Aiden hat Jordan schweigend zugehört, hat versucht, Worte zu finden, mit denen er ihr antworten kann, aber sein Kopf ist wie leer geblasen. Zu tief sitzt die Überraschung über das, was sie gesagt hat.

Aiden wird bewusst, dass die Brünette Recht hat. Mit jedem verdammten Wort, dass aus ihrem Mund gekommen ist hat sie Recht.

Ja, er will keine Joints mehr rauchen, weil er weiß, dass Quinn es nicht mag. Ja, er will nicht mehr so viel trinken, weil er sich an die Zeit mit Quinn erinnern will. Ja, er ist nicht mehr so verbittert und wütend wie zuvor. Einfach, weil Quinn da ist.

In diesem Moment wird ihm klar, dass Quinn ihn glücklich macht. Und plötzlich, wie als wäre das der letzte Schritt der Realisation gewesen, hat er die Lösung zu seinen Fragen von vorher.

Er liebt sie. Liebe. Das, was zwischen ihm und Quinn ist, ist Liebe.

Diese Erkenntnis strömt durch seinen Körper, seine Adern, verdrängt das Verlangen nach Drogen vollkommen.
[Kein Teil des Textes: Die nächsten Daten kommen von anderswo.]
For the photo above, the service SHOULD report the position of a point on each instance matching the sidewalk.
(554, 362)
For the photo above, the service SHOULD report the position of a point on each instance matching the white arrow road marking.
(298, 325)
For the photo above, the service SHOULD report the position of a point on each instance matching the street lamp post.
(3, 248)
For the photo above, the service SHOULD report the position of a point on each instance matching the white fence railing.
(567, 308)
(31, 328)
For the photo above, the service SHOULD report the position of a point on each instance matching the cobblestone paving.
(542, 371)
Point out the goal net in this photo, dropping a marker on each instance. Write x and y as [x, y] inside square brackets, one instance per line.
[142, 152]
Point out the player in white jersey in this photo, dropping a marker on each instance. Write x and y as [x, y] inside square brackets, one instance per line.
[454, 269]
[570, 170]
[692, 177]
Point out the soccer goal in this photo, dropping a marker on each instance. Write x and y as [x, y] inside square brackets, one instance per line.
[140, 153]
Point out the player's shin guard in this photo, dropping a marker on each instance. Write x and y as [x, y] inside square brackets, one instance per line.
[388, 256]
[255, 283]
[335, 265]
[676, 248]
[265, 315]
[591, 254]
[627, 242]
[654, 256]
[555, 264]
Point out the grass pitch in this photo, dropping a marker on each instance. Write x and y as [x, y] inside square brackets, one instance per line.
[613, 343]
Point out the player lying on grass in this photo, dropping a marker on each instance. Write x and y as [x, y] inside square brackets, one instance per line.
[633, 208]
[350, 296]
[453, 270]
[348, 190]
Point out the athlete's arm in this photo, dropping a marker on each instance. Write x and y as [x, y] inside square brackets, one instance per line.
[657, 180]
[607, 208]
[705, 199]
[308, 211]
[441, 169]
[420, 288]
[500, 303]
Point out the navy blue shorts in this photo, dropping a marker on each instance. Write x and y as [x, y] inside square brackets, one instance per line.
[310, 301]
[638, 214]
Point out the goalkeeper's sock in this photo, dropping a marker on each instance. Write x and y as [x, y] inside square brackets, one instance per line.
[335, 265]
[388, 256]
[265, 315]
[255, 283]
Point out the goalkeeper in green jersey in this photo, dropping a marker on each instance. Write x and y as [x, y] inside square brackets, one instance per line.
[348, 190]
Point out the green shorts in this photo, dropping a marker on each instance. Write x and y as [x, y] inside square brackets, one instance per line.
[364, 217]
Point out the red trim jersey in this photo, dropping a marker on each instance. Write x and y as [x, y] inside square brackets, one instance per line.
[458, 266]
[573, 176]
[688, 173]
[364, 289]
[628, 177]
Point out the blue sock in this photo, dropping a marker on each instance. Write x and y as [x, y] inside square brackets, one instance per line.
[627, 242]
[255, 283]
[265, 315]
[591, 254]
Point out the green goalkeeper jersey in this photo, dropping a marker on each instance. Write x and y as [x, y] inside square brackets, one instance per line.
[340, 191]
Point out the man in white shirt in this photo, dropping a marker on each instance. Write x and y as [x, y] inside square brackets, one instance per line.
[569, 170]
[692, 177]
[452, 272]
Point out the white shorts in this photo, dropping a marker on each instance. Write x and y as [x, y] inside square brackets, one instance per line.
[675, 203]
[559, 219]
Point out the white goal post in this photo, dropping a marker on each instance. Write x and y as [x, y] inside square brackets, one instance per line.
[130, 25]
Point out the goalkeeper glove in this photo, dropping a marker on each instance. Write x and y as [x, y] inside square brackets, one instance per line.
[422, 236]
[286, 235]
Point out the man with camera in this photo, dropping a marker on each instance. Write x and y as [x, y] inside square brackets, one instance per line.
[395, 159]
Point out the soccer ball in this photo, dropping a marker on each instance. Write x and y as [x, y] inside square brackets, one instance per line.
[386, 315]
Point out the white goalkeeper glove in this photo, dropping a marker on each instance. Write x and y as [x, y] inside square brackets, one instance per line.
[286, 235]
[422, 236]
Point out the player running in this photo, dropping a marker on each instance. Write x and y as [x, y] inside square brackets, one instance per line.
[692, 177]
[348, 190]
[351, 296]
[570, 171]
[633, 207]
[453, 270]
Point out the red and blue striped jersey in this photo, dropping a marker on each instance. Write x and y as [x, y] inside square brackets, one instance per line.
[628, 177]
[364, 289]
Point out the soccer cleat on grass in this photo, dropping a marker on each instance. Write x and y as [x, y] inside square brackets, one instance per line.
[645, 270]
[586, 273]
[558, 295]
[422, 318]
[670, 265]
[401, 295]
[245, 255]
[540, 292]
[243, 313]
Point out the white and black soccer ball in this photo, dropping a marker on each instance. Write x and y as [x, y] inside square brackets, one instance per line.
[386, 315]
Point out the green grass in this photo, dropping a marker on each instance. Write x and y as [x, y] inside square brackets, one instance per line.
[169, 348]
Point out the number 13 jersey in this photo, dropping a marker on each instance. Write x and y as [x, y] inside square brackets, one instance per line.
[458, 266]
Ihm wird ganz warm und er beginnt, zu strahlen.

"Ja. Ja, du hast Recht Jay! Danke!", ruft er und umarmt Jordan überschwänglich. "Danke."

Aiden steht auf und geht zur Tür.

"Was machst du?", will die Brünette lächelnd wissen.

"Ich muss Quinn ganz dringend etwas sagen."